遊軍調査部隊のトップであるモーゼル視点のお話です!

「以上をもちまして、本年度・第四四半期、エレミーテ王国騎士団全体会議を終了とする」


 会議を取り仕切る議長の閉会宣言とともに、重厚な石造りの会議場に椅子の引く音が重なって響いた。

 俺は三ヶ月に一度開催されるエレミーテ王国騎士団の管轄下にある部隊や部署のトップが参加する会議を終えて隊舎へ戻ろうとしているところだ。

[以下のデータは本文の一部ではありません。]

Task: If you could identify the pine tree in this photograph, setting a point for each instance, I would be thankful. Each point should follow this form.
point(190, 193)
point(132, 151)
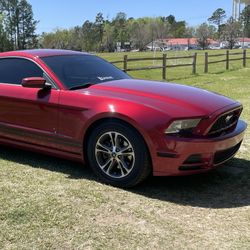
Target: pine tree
point(19, 24)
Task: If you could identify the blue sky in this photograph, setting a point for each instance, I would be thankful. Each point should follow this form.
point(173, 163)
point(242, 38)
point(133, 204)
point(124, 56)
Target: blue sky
point(68, 13)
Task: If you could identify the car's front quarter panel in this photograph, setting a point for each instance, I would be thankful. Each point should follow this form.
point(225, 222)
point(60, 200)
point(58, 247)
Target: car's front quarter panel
point(78, 111)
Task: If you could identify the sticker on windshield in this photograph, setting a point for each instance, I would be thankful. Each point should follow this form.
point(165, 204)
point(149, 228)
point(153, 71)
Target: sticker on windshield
point(105, 78)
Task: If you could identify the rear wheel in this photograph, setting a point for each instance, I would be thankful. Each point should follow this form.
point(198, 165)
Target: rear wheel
point(118, 154)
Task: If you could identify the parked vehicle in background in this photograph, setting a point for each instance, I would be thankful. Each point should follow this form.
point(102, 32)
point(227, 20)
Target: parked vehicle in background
point(80, 107)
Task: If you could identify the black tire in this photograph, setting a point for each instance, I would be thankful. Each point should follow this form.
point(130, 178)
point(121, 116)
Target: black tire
point(130, 162)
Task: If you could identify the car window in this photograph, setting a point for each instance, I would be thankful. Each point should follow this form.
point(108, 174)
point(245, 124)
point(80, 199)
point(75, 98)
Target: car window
point(13, 70)
point(74, 70)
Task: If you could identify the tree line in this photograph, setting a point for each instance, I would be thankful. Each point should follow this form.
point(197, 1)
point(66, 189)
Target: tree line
point(18, 30)
point(17, 25)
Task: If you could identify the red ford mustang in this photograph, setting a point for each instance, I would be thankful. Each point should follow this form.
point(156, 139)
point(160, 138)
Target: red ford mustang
point(78, 106)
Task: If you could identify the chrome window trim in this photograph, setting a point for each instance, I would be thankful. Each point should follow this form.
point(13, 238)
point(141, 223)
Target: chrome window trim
point(54, 85)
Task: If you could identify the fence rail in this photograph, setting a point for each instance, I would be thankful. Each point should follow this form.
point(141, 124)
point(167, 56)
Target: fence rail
point(227, 59)
point(164, 59)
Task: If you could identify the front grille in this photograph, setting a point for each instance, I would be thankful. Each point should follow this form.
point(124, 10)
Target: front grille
point(222, 156)
point(225, 122)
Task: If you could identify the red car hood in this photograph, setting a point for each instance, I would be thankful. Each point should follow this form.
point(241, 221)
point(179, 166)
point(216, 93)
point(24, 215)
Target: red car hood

 さっきのような場に参加するのも柄ではない俺がこのような会議に参加しなければならないのも、一部隊のトップに立つ者の義務なのかもしれないな。


 足早に退室しようとした時だった。


「モーゼル」

「シュナイゼル団長?」


 俺を呼び止めたのはエレミーテ王国騎士団のトップであるシュナイゼル・ヴァラゴス団長だ。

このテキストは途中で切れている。